Nouvelle journée de tension au Mali. Ce samedi 25 avril, des détonations ont retenti dans au moins quatre localités, dont Kati, ville-symbole située à proximité de Bamako où réside le chef de la junte, le général Assimi Goïta. Kidal et Gao, dans le nord, ainsi que Sévaré, dans le centre, ont également été touchées. Les autorités maliennes n’ont pas encore officiellement réagi, et aucune revendication n’a été formulée dans l’immédiat.
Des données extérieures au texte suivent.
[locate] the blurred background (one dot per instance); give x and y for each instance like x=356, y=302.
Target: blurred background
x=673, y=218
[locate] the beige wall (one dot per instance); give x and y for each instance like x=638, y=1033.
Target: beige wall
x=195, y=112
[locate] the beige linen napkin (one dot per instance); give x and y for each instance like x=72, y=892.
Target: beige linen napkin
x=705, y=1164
Selon des sources sécuritaires, les tirs visent des cibles militaires : habitations de soldats et d’officiers supérieurs, ainsi que des infrastructures de l’armée. La population locale, apeurée, reste cloîtrée chez elle. « On entend des tirs très forts. On a peur de sortir », confie un habitant de Sévaré.
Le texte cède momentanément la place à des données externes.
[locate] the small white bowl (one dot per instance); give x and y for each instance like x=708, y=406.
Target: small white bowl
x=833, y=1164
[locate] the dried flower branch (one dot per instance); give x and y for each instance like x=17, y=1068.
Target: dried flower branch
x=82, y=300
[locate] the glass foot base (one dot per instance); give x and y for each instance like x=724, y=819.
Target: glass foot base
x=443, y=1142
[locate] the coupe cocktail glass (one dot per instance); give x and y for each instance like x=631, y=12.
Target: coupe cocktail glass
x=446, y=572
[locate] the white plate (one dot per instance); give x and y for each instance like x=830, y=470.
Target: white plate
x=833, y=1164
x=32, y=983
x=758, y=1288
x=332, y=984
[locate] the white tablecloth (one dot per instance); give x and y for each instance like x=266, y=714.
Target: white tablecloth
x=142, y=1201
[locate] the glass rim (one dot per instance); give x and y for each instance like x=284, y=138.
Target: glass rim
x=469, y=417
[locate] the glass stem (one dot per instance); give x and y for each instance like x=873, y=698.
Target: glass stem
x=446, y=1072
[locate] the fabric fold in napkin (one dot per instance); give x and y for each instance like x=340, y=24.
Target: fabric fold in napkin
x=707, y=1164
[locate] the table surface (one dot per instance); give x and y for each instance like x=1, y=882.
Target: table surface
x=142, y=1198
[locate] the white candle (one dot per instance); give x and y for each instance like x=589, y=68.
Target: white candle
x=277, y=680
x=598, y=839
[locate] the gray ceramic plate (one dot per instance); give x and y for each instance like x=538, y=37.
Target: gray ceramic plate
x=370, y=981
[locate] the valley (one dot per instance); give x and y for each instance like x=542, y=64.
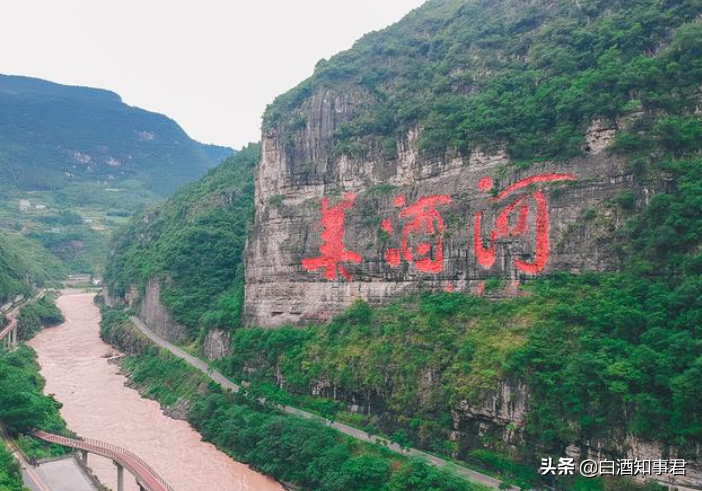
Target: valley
x=467, y=246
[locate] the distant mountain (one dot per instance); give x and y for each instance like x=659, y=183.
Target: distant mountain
x=52, y=136
x=77, y=161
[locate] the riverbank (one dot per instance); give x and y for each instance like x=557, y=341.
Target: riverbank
x=300, y=451
x=97, y=403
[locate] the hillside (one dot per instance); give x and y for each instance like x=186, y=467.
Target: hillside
x=54, y=137
x=479, y=231
x=186, y=253
x=24, y=263
x=77, y=161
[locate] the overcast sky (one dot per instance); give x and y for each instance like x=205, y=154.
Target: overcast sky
x=212, y=65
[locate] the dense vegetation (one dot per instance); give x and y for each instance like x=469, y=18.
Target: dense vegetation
x=53, y=135
x=37, y=315
x=23, y=406
x=10, y=475
x=525, y=76
x=23, y=263
x=193, y=245
x=288, y=448
x=77, y=162
x=602, y=355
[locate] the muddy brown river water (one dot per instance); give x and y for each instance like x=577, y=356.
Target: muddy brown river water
x=97, y=404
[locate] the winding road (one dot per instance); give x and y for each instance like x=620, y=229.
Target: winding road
x=227, y=384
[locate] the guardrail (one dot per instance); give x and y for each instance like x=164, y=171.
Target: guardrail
x=142, y=471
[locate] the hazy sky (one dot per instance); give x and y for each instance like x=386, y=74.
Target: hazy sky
x=212, y=65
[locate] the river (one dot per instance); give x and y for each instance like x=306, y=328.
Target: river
x=97, y=404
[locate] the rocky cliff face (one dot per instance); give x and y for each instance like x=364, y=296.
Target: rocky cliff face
x=156, y=315
x=330, y=228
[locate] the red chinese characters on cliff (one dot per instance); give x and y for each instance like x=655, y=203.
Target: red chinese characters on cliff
x=421, y=238
x=423, y=219
x=332, y=251
x=519, y=208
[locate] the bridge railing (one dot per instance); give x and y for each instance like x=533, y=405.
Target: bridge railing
x=115, y=452
x=132, y=455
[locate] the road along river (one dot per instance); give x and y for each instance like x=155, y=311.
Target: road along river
x=97, y=404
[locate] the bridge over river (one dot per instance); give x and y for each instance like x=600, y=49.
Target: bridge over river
x=147, y=479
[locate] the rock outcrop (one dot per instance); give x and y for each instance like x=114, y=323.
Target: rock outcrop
x=397, y=225
x=156, y=315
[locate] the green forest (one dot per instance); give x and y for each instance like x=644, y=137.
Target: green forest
x=604, y=355
x=525, y=77
x=193, y=244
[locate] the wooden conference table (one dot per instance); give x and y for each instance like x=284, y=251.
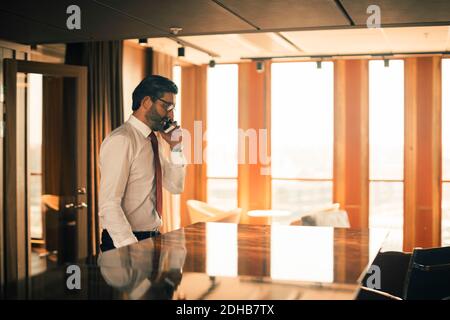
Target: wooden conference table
x=224, y=261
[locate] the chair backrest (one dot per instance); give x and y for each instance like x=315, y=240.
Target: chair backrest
x=428, y=274
x=337, y=219
x=203, y=212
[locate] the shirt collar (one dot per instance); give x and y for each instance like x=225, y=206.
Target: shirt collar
x=140, y=126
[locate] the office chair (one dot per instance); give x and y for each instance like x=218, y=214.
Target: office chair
x=328, y=216
x=422, y=275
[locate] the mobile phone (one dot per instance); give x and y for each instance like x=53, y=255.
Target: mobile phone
x=169, y=125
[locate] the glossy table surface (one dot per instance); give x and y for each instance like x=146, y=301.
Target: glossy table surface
x=224, y=261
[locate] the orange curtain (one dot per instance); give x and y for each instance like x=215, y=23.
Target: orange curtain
x=193, y=119
x=422, y=192
x=351, y=144
x=254, y=179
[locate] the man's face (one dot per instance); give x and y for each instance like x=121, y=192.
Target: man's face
x=159, y=110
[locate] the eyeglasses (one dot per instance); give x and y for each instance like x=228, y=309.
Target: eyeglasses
x=169, y=106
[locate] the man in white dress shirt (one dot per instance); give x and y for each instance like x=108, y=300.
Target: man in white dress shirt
x=131, y=177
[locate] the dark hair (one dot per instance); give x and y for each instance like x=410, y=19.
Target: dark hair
x=153, y=86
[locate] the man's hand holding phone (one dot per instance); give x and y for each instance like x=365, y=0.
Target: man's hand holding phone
x=174, y=137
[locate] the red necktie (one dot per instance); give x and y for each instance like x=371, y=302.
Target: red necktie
x=158, y=173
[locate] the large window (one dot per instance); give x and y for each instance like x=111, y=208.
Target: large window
x=302, y=136
x=386, y=135
x=222, y=125
x=446, y=152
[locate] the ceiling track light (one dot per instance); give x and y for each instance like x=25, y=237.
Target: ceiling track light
x=181, y=51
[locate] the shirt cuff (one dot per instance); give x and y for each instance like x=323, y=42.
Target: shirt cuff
x=177, y=158
x=126, y=242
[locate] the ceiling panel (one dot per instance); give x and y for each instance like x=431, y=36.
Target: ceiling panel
x=194, y=16
x=97, y=21
x=31, y=32
x=285, y=14
x=400, y=11
x=349, y=41
x=418, y=39
x=231, y=47
x=170, y=47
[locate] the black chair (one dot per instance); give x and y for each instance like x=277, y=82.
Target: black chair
x=422, y=275
x=394, y=268
x=428, y=275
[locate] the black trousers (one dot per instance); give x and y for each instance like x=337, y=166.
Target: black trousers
x=107, y=243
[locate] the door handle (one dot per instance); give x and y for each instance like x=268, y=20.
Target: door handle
x=80, y=205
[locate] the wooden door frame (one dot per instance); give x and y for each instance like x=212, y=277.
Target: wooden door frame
x=16, y=247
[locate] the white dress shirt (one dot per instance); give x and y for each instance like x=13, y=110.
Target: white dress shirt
x=127, y=181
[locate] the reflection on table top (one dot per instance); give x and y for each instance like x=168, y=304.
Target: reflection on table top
x=227, y=261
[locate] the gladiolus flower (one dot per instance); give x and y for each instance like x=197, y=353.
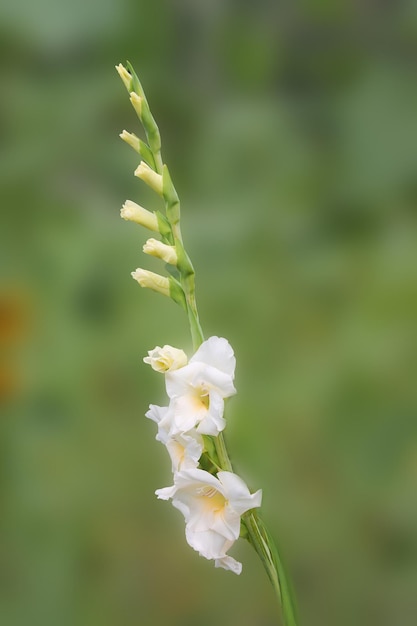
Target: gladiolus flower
x=136, y=102
x=151, y=178
x=135, y=213
x=166, y=359
x=212, y=508
x=124, y=75
x=161, y=251
x=197, y=391
x=152, y=281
L’identité des assaillants reste floue. Les rebelles du Front de libération de l’Azawad ont récemment annoncé combattre l’armée malienne et les mercenaires russes à Kidal. Sont-ils également impliqués dans les autres localités ? Les groupes jihadistes du Jnim pourraient-ils être associés à ces opérations ? Pour l’heure, aucune piste n’est privilégiée.
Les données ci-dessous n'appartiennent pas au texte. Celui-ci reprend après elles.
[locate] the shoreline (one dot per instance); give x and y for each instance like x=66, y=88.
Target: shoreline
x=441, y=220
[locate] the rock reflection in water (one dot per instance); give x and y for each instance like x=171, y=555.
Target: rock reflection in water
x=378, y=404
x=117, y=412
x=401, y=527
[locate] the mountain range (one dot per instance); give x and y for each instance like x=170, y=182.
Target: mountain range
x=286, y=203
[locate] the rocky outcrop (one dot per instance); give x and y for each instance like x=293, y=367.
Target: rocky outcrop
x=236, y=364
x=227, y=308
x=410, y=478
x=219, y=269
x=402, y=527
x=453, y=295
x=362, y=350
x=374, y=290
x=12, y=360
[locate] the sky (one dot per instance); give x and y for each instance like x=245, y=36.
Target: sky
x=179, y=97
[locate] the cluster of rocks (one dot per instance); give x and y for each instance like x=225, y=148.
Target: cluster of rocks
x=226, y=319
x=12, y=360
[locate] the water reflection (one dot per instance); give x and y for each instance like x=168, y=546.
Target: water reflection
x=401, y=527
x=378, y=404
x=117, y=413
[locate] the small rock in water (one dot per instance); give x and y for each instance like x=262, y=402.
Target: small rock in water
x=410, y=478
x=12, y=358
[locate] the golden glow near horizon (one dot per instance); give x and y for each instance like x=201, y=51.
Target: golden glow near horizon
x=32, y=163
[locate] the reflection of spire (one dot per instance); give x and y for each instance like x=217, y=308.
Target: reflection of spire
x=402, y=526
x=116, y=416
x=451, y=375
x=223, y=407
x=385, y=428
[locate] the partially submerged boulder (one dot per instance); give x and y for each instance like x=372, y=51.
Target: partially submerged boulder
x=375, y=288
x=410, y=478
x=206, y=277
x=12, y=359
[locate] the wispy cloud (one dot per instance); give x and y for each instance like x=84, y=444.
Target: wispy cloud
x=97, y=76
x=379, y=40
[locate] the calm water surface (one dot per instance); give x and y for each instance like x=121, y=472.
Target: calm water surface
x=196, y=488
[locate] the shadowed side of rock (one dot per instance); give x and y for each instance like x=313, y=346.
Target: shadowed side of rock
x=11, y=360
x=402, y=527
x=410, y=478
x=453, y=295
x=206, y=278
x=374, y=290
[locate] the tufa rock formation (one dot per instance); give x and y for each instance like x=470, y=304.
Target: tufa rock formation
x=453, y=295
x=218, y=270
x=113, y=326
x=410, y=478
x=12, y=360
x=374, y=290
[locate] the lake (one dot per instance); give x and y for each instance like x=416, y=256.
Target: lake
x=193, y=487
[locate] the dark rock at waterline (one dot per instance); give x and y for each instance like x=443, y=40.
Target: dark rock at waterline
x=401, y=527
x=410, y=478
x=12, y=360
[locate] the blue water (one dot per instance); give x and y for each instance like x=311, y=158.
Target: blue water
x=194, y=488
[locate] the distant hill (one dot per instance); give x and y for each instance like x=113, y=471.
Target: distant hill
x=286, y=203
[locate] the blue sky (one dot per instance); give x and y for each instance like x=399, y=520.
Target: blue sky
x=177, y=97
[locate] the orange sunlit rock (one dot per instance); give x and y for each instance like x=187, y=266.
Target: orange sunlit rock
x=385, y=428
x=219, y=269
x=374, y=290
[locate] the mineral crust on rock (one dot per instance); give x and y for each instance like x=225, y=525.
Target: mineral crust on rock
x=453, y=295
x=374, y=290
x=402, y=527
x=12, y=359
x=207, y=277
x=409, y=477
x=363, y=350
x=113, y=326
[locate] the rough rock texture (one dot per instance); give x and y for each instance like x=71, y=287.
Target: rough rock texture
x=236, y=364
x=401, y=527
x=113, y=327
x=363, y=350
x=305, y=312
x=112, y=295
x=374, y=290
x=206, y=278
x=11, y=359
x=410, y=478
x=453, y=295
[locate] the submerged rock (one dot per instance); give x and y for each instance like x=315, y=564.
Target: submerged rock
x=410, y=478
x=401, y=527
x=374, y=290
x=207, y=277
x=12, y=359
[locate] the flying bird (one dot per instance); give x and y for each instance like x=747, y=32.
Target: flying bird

Le Mali traverse une crise profonde depuis 2012, entre violences jihadistes, rébellions et ingérences étrangères. La junte, qui a rompu avec la France et ses alliés pour se rapprocher militairement et politiquement de Moscou, a également fermé la porte aux élections. Assimi Goïta s’est vu accorder en 2025 un mandat présidentiel de cinq ans, renouvelable sans limitation et sans passage par les urnes, une décision qui avait été dénoncée par une partie de la société civile et de la communauté internationale.